The FDA agreed in 2013, sending 23andMe a letter warning the company that it was pushing the bounds of what was allowed in the advertising of their products. Since then, the California-based firm has worked with the FDA to receive authorization for its test results indicating the risk of breast cancer and how certain medications will interact with the customer’s genetic makeup, but even those tests are limited compared to a genetic laboratory staffed by medical professionals, Hisama said.

“23andMe only tests for three known mutations, out of the thousands that are possible,” Hisama said of the breast cancer test. “Our testing tests for the thousand possible clinically.”

Along with other geneticists in Seattle and California, Hisama published a warning in the journal Genetics in Medicine last June that such limited testing could give customers, who’ve paid anywhere from $60 to $200 for an at-home test that can be purchased at major retailers like Walmart, Walgreens and Target, a false sense of security. One patient who underwent surgery to remove the risk of breast cancer later submitted one of the kits, which showed she had a “low risk” of breast cancer.

“Fortunately, based on her family history, which included a sister diagnosed with breast cancer prior to age 40 years, this patient was referred to a genetics clinic, and correctly counseled that her lifetime risk of breast and ovarian cancer was higher than average,” the authors wrote. “Because similar cases may not come to the attention of a genetics clinic, the frequency of these occurrences cannot be estimated.”

For its part, 23andMe includes required disclaimers from the FDA indicating that its information should not be used solely to make healthcare decisions, and should be verified through a physician that also includes family history and other factors.

There’s concern that even genetic testing taking place in controlled laboratories may lead to false positives based on errors made by doctors interpreting the results. Women in Oregon and Kansas City have recently come forward saying they received life-changing surgeries based on test results that later turned out to be false positive indicators of future health problems.

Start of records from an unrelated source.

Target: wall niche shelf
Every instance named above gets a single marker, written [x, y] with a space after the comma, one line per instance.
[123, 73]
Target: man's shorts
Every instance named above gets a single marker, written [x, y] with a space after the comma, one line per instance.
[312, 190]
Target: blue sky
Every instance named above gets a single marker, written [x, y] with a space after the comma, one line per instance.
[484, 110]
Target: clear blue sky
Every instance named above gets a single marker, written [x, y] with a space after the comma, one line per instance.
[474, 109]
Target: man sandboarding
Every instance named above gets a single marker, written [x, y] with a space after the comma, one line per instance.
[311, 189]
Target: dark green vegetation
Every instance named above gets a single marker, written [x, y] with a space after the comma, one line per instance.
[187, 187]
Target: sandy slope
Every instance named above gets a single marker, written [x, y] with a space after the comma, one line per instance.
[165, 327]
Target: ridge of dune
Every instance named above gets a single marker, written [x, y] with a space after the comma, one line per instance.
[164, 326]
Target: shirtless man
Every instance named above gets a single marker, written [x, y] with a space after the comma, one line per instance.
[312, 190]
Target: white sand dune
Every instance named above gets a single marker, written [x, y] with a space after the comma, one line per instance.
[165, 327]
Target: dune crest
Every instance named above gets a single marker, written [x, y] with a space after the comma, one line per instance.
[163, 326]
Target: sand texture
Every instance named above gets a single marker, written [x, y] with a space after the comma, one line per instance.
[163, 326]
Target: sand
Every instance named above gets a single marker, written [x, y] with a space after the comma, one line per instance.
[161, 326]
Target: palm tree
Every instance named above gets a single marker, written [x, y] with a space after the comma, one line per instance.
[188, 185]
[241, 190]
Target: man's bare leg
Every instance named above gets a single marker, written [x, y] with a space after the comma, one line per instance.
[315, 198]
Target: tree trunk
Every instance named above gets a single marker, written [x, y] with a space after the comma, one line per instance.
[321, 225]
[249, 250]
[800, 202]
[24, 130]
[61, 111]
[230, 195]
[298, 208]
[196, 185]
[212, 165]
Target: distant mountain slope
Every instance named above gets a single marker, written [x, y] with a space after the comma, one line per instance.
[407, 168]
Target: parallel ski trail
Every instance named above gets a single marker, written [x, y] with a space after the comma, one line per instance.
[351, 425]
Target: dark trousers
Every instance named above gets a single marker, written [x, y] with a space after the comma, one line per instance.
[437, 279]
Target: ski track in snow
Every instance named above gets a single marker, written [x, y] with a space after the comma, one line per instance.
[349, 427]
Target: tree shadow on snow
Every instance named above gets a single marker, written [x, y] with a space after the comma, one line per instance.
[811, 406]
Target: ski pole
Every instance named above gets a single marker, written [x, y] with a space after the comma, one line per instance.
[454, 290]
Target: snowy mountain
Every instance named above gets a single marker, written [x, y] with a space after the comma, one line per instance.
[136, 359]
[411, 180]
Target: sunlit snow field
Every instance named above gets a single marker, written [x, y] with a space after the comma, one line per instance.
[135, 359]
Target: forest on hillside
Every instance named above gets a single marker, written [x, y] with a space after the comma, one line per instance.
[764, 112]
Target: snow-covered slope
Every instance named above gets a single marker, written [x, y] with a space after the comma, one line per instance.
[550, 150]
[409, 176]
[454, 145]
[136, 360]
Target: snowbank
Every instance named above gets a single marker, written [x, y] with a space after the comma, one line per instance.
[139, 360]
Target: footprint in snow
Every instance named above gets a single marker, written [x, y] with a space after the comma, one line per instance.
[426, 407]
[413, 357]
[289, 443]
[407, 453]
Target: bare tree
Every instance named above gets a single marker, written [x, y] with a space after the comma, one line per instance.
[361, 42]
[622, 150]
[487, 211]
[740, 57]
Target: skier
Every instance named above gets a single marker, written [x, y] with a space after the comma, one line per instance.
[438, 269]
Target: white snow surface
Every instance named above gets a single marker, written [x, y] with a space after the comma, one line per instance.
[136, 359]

Then there’s the potential for data hacking at the private companies offering direct-to-consumer kits and that the information could be used by insurance companies when customers go to buy disability or life insurance policies. Though a federal law passed in 2008 prevents insurers from denying health coverage or raising premiums based on genetic testing information, the law doesn’t cover some plans for small business employees or those in certain federal jobs, including the military, the U.S. Department of Health and Human Services warns.

“It is unclear whether genetic information, including the results of direct-to-consumer genetic testing, will become a standard part of the risk assessment that insurance companies undertake when making coverage decisions,” the department wrote on its website in 2018.